Over the course of Colombian art history, only three texts have been published on the Museo de la Escuela de Bellas Artes: (i) an inventory of its collection by artist Coriolano Leudo Obando (1886–1957) featured in the book Iniciación de una guía de arte colombiano (Bogotá: Academia Nacional de Bellas Artes, 1934), pp. 257?64; (ii) an overview of the Escuela de Bellas Artes that discusses the Museo de la Escuela’s activities, published in Cromos magazine in 1933 [see “La Escuela de Bellas Artes”, doc. no. 1100996]; and (iii) this essay by Gustavo Santos Montejo (1892?1967) published in Cromos on April 18, 1931.
This essay is the first text to present to the public some of the projects carried out by the Museo de la Escuela de Bellas Artes (among them, a schedule of temporary exhibitions and acquisitions). It also describes the layout of some of the museum’s galleries, features photographs of its spaces, and discusses the determination of some artists and collectors to improve the museum’s collections. Though brief, the text is crucial to understanding the beginnings of public art collecting in Colombia largely at the impetus of the Escuela de Bellas Artes of Bogotá. It also attests to the importance of that institution in the emergence of private art collections and in the formation of a group of artists canonical to Colombian art history.

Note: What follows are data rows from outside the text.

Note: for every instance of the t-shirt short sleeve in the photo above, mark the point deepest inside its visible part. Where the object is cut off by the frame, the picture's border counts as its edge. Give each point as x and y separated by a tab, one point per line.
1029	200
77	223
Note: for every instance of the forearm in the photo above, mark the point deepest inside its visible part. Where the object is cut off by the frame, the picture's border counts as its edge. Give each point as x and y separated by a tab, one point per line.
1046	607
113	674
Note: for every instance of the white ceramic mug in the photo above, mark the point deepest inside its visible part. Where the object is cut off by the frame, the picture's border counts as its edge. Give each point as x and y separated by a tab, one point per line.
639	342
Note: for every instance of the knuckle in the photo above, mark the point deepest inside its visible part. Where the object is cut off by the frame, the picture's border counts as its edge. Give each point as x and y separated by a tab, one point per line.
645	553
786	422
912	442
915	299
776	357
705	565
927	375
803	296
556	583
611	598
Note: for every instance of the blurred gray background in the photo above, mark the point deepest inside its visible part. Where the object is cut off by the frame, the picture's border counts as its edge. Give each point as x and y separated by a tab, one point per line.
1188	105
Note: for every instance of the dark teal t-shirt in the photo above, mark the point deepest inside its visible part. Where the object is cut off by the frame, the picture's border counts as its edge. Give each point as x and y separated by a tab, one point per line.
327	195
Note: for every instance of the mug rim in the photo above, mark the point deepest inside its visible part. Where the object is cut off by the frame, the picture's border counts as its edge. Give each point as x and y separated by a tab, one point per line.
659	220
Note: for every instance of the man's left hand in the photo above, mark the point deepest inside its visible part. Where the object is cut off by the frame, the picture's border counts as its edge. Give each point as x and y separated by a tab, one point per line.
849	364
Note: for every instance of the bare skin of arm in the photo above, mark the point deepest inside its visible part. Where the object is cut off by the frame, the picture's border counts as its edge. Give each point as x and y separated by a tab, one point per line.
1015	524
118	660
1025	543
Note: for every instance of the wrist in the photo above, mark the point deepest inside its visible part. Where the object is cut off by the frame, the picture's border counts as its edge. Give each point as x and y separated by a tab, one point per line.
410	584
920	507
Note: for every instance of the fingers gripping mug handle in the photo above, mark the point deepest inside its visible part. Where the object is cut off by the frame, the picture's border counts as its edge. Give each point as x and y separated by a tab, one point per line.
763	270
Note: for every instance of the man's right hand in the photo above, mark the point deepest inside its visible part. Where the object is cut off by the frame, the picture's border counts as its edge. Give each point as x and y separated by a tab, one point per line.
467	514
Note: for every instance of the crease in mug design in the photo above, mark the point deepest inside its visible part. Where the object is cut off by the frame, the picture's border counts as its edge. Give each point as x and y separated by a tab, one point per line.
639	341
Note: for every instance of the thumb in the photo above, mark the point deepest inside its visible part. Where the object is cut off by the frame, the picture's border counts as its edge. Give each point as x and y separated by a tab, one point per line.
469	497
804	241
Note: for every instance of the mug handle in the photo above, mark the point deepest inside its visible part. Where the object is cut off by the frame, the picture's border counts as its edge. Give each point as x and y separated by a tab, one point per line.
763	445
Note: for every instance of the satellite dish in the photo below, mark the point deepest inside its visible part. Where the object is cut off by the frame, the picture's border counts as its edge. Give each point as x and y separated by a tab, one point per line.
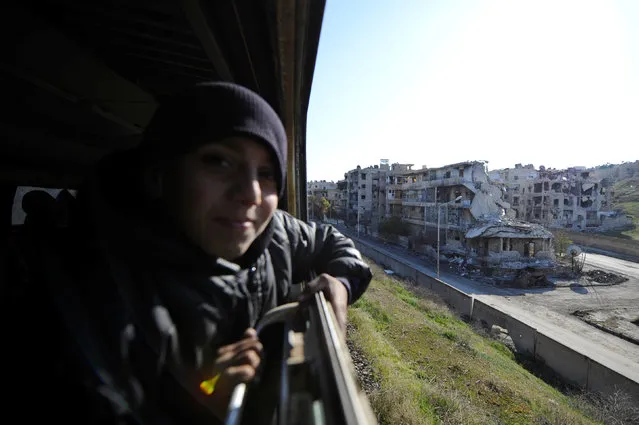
573	250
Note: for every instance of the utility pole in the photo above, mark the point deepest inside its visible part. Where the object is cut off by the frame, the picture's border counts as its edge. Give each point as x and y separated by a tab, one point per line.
438	220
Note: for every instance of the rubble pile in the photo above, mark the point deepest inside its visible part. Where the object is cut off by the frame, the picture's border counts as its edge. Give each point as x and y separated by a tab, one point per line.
601	276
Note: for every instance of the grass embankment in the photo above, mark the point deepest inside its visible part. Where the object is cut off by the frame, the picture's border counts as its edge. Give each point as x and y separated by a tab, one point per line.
435	369
627	198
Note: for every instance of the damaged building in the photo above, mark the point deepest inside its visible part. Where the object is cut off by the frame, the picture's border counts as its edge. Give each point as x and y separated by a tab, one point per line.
510	244
364	192
455	195
329	190
573	198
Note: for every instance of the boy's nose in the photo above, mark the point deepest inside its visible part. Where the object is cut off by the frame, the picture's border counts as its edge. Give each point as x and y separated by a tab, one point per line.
247	190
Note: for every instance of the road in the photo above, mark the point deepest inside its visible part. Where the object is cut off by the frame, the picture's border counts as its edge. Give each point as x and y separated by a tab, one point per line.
628	268
548	309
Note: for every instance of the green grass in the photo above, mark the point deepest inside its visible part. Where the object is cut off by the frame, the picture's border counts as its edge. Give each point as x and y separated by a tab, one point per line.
627	198
435	369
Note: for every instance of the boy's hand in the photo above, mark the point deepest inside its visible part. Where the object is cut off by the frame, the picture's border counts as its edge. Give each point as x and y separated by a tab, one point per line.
335	293
238	362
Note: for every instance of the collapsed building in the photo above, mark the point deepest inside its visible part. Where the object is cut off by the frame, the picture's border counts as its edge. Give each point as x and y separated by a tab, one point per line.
510	243
450	198
364	192
573	198
318	189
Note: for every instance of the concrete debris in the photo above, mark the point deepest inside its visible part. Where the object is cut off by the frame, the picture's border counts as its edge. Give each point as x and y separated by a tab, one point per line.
508	228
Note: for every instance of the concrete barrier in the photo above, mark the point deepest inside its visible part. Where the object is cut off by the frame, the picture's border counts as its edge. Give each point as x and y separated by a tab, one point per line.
606	381
524	336
566	362
571	365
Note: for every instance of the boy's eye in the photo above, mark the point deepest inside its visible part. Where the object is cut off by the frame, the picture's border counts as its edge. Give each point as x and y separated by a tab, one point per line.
267	174
216	161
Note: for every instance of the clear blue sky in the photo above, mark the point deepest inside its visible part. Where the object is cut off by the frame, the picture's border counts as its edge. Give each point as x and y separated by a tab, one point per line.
434	82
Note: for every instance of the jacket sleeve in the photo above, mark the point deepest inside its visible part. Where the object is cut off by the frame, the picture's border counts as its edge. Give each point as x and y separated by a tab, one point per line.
317	249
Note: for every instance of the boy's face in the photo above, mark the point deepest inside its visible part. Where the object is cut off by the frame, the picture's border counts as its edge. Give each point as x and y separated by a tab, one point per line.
223	195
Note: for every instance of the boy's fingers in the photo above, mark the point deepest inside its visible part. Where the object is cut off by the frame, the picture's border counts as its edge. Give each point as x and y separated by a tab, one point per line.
238	346
237	374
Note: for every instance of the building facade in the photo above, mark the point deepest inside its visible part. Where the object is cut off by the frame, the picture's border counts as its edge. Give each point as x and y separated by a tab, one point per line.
575	198
318	189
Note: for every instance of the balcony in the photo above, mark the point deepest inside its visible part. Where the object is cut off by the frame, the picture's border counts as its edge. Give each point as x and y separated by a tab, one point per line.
452	181
414	220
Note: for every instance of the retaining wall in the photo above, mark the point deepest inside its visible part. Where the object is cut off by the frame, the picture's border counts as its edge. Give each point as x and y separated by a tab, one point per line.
571	365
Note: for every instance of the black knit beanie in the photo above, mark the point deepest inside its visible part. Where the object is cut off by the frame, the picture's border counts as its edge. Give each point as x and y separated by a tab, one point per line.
209	112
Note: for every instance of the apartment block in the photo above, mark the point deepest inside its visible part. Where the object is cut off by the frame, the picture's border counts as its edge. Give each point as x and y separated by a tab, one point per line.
364	191
574	198
456	196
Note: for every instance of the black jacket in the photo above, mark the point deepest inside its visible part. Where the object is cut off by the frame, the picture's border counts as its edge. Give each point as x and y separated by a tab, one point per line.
128	319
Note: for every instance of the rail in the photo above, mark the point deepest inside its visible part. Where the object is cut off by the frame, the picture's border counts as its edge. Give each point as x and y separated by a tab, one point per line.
308	366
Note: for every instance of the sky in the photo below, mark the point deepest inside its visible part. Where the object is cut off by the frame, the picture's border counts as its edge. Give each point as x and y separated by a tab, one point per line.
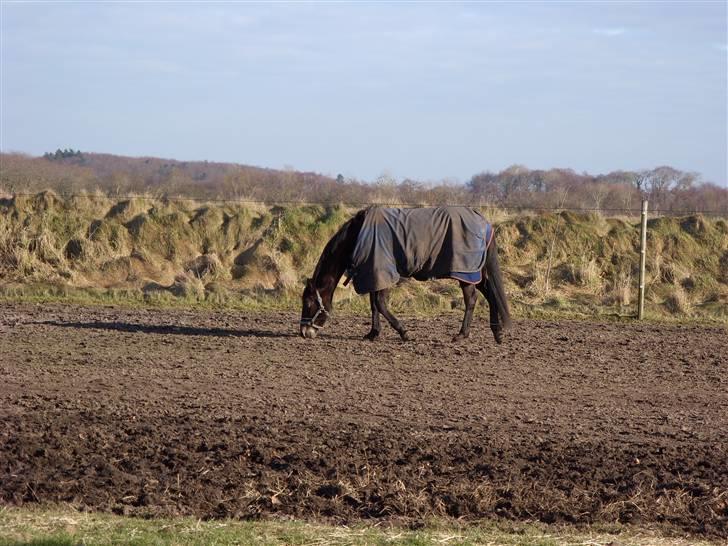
429	91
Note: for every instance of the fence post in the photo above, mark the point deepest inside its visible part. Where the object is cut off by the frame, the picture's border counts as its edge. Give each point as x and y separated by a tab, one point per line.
643	255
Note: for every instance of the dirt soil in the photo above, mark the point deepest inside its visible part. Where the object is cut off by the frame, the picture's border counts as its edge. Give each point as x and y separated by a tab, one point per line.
232	414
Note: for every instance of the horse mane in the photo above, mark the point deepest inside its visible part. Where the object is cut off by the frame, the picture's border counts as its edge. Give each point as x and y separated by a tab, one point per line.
343	236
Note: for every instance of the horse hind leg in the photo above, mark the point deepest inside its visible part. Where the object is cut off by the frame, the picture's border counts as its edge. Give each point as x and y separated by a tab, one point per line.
470	296
495	324
381	301
374	332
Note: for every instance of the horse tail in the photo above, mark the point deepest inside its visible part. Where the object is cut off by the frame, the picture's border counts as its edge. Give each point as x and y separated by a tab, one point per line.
495	284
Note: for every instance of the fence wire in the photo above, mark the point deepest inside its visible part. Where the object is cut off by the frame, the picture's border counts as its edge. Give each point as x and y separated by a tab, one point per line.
364	204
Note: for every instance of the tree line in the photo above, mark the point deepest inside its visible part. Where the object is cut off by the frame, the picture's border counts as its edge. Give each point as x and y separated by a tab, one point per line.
71	171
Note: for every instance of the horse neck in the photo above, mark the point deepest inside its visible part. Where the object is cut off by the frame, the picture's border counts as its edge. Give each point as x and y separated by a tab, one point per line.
332	266
330	273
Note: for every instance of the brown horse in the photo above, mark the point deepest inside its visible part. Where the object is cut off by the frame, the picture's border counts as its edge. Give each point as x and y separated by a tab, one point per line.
336	259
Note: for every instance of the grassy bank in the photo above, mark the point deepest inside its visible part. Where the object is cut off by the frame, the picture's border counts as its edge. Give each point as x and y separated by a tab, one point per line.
67	527
147	251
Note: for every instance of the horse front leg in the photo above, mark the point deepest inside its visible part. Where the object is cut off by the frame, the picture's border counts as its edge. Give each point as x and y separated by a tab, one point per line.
374	332
470	296
381	301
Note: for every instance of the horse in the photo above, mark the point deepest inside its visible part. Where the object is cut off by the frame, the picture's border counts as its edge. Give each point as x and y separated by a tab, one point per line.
335	260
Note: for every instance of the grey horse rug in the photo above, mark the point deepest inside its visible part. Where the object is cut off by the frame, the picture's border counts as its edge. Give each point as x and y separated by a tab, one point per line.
422	243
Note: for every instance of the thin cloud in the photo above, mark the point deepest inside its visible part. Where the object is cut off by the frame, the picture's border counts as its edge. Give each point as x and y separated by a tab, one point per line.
610	32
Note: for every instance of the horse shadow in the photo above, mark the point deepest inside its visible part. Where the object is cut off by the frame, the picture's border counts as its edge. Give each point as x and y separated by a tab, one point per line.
167	329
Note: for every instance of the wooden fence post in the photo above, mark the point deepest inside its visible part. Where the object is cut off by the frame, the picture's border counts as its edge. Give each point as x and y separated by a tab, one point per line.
643	255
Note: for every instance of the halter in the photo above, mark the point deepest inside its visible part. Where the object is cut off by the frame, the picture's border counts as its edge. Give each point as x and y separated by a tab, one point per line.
321	309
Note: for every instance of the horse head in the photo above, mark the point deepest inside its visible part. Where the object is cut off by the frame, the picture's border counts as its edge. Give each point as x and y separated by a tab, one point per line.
316	309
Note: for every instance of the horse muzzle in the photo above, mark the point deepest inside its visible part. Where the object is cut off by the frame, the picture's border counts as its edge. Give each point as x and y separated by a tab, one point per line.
308	332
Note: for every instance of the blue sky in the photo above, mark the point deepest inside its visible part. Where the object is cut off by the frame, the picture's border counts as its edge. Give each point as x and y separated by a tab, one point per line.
429	91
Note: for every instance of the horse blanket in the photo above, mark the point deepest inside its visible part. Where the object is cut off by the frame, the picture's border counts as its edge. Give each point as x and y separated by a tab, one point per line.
423	243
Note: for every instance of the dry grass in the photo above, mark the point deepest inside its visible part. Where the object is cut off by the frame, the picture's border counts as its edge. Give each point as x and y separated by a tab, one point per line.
578	264
63	526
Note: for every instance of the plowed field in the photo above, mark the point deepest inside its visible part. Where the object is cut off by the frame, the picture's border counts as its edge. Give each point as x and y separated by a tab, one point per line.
216	414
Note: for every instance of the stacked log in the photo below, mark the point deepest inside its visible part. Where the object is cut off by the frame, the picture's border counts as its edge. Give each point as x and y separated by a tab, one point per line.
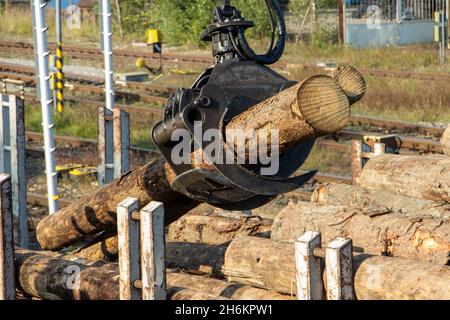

Art collecting and the art market have been relegated a marginal place in Colombian art history. There are no comprehensive studies of the topic; occasional “notes of historical interest” have appeared in magazines and books published at different moments. Though it was the first public art museum in the country and an institution crucial to promoting art collecting in Colombia, the Museo de la Escuela de Bellas Artes has been virtually forgotten. The museum’s collection was formed largely by chance starting in 1873 with the founding of the Academia Vásquez in Bogotá. The museum grew stronger with the re-opening of the Escuela de Bellas Artes of Bogotá (currently the Escuela de Artes Plásticas of the Universidad Nacional of Colombia) in 1902. Although the museum’s intermittent program of activities was not overly ambitious, it did manage to assemble one of the most important collections of Colombian art from the late 19th and first half of the 20th centuries. In 1948, all of the paintings, sculptures, and drawings in the collection were taken to the renovated premises of the Museo Nacional of Colombia (Bogotá), where they are currently housed.